There is some magic here since fh has been closed automatically. Ther with keywords is a Context Manager.

The del keyword

In [220]:
my_variable = 1
my_variable
Out[220]:
1
In [221]:
del(my_variable)
my_variable
---------------------------------------------------------------------------
NameError                                 Traceback (most recent call last)
<ipython-input-221-bdf894ac7f19> in <module>()
      1 del(my_variable)
----> 2 my_variable

NameError: name 'my_variable' is not defined

Summary

  • Python language uses indentation to create block of statements.
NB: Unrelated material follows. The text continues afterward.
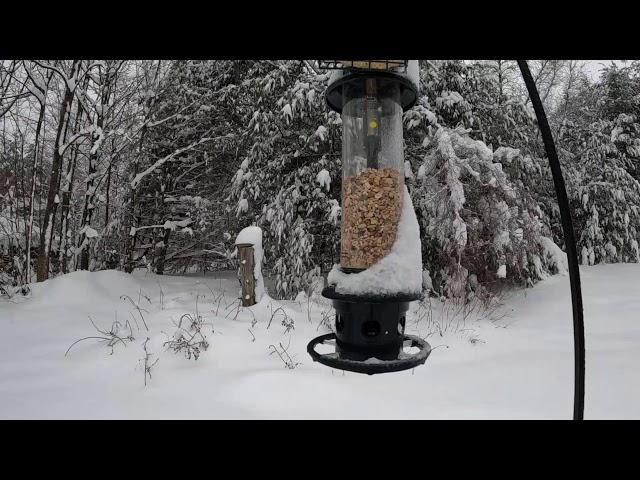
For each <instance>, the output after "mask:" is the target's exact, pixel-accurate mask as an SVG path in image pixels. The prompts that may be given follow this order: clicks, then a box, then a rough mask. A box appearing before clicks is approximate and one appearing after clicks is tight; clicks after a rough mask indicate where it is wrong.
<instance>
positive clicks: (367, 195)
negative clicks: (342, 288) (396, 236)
mask: <svg viewBox="0 0 640 480" xmlns="http://www.w3.org/2000/svg"><path fill="white" fill-rule="evenodd" d="M401 188H402V181H401V178H400V174H399V172H398V171H397V170H396V169H394V168H381V169H375V168H367V169H365V170H364V171H363V172H362V173H360V174H358V175H356V176H353V177H347V178H345V179H343V183H342V232H341V238H342V245H341V252H340V265H341V266H342V267H343V268H353V269H364V268H369V267H370V266H371V265H373V264H374V263H376V262H377V261H378V260H380V259H381V258H383V257H384V256H386V255H387V254H388V253H389V251H390V250H391V247H392V246H393V243H394V241H395V238H396V231H397V227H398V222H399V220H400V212H401V211H402V195H401V193H402V190H401Z"/></svg>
The convention is to use 4 spaces (not tabulation)
  • We've seen some Scalar types: float, complex, long
  • Scalar types can be created on the fly or with built-in functions:
 var_int = 1
 var_int = int(1.1)
  • Variable names can be made of characters and underscores but avoid starting with underscores except if you know what you are doing
  • Python has reserved keywords that cannot be used as variable name. E.g:

    from, import, as, print, del, with, in, not

  • dot operator: allows one to access to content of any object
  • Python has a few built-in functions.
    • print is one of the most used built-in function
    • int( ) , float( ), tuple( ), list( ), dir( ), set( ) , dict( ), open( ), close( ) ...
  • We've seen how to import a module using the following keywords: import/from/as
  • del removes an object from the environment.
  • We've seen the most important data structures in Python:

    1. lists are mutable sequences:

      l = [1,2,3]

    2. tuples are immutable sequences:

      t = (1,2,3)

    3. dictionaries are hash tables :

      d = {'a': 1, 'b': 2}

    4. sets are unordered sequences with unique values

      s = set([1,2,3])

  • Be aware that mutable objects (e.g., list) are copied by reference:
a = [1,2,3]
b = a

When changing b you are also changing a

If you really want a different object, copy it for instance by slicing its contents:

b = a[:]
  • Use tuple instead of list whenever possible (more efficient)
  • When you want to use membership operator in, use set instead of list whenever possible (more efficient).